What are the options for enforcement of a decision when a defendant has residence abroad?
Decisions delivered by Lithuanian courts (concerning debt, maintenance or parental responsibilities) do not automatically acquire legal force abroad, and cannot therefore automatically be enforced in the territory of a foreign state. In order for the decision of the Lithuanian court to be enforced in a foreign country (where the defendant has a place of residence, generates income or owns property), one of the procedures below is required:
Recognition and permission of enforcement of a decision of a Lithuanian court in the territory of a foreign country; or
submission of a decision of a Lithuanian court to another state for enforcement (if there are appropriate conditions for doing so).
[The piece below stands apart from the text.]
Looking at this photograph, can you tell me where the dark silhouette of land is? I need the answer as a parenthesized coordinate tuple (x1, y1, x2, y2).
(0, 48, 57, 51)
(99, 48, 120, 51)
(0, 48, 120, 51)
Note: some judicial decisions do not require a recognition procedure for enforcement in another Member State of the European Union.
Procedures for the recognition or enforcement of decisions are enshrined in:
legislation of the European Union;
international multilateral treaties / conventions;
international bilateral treaties;
national laws governing international civil proceedings.
Please note: mediation of the Lithuanian authorities when filing requests to foreign countries for recognition and enforcement of decisions takes place only based on bilateral agreements, the Council Regulation (EC) No 4/2009 of 18 December 2008 on jurisdiction, applicable law, recognition and enforcement of decisions and cooperation in matters relating to maintenance obligations, and the Hague Convention of 23 November 2007 on the International Recovery of Child Support and Other Forms of Family Maintenance). In any other cases, the parties seeking enforcement of the decision shall be required to submit the application for recognition and enforcement of the decision, along with the relevant documents, to the competent authorities of the foreign states dealing with these requests (these authorities usually are the courts) directly. For more details on the recognition and enforcement of decisions in the European Union, and competent authorities the enforcement documents should be submitted to can be found in the European e-Justice Portal at: https://e-justice.europa.eu.
In some cases, when seeking recognition and enforcement of decisions in a foreign country, it may be appropriate to use the services of practising lawyers. If your funds are limited, you may seek free legal assistance abroad.